The Bristol Centre for Multilevel Modelling has released the beta version of Stat-JR. The software has two features that may make it attractive for teaching.

For those teaching advanced techniques the software can sit on top of other packages (such as SPSS or Stata) and use their features within a single command language (so that students do not need to learn whole new packages in order to execute new techniques).

However the (for me) really exciting bit of this software is the ‘ebook’ interface that it offers. It is possible to author ebooks with dynamic pages populated from datasets.The dynamic ebook page receives instructions from a reader which it then executes and posts results back to the page. This makes it a useful tool in building teaching materials, since the Stat-JR ebook can sit on top of spss or other applications.
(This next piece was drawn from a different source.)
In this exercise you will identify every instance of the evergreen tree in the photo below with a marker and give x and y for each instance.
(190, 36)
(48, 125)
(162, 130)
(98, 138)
Interactive learning materials can be updated with later releases of data sets or releases of statistics software, or different examples suited to different discipline backgrounds, with much less effort needed to tailor materials to different audiences or take account of other changes.

From the CMLM message:

At present whilst the software is a beta release we are only distributing it in (renewable) 30-day limited licence form but it is our intention after a period to release fully when, as with our MLwiN software, Stat-JR will be free to UK academics with potentially a small one off fee to non-academics and non-UK users. Note that currently, as with MLwiN, Stat-JR is a Microsoft Windows only piece of software.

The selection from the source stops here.